Version 1 - Given a limited list of courses, the program sorts the courses between two semesters in order to optimize for the lowest overall difficulty for both semesters

Version 2 - Same optimization protocol but using a dictionary of all courses available at Olin

Version 3 - Expanded functionality to account for all semesters, not just 2

Version 4 - Added checkbox inputs and required semesters

Version 5 - Checkbox inputs, dot-plot outputs, and a course plan that takes into account suggested semesters and also recommends other classes to ensure enough credits in each course coloring to graduate

Contributors:

Ellie Funkhouser, Becca Getto & Emma Price

. Additional software assistance was procured through PyGal and TKinter documentation as well as numeroud Stack Overflow threads.

FAQs:

The Narrative

The course paths program has undergone many iterations and changes on its way to becoming the functional tool it is today! It started as a simple algorithm that simply randomly assigned a small list of course to one of two semesters and displayed the results as text. As the program developed, the algorithm grew in complexity to be able to intake an entire dictionary of courses, remove the courses that the student has already taken, and assign the courses to a any numbers of semesters as determined by the student input. The advanced algorithm sorts the courses while considering suggested and required semesters that certain courses must be taken and calculates the difficulty of each semester. It sorts the courses 1000 times, calculating the difficulties each time and picks the option with the most even difficulty distribution. While the program used to simply display the courses to be taken as a list of names, through co-design with oyr peers, we determined that a graphical output would be more intuitive and interesting.
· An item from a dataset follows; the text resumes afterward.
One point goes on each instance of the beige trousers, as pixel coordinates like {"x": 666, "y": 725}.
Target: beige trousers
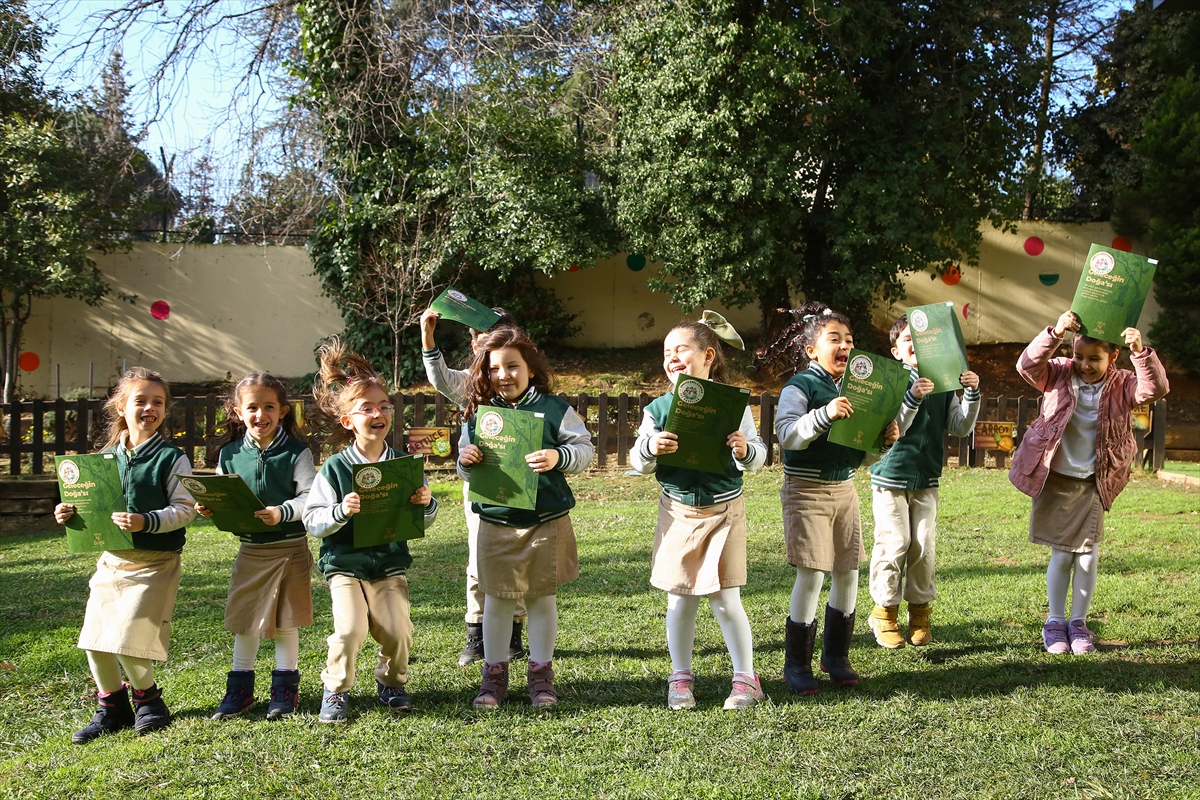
{"x": 905, "y": 531}
{"x": 360, "y": 607}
Thus, the current iteration of the program displays the courses to be taken in each semester as an interactive dot plot. Each dot represents a single course. The dots are colored based on what credits it satisfies (engineering, math, science, or AHSE) and their size is determined by their difficulty. The user must simply hover their mouse of the dot they are interested in to reveal the course name as well as the course coloring and difficulty in text form. WHile the course pths program started as a simple piece of code, through many iterations and carefully adding functionality, it has become a valuable tool that we hope students at Olin will utilize to help them plan their time here.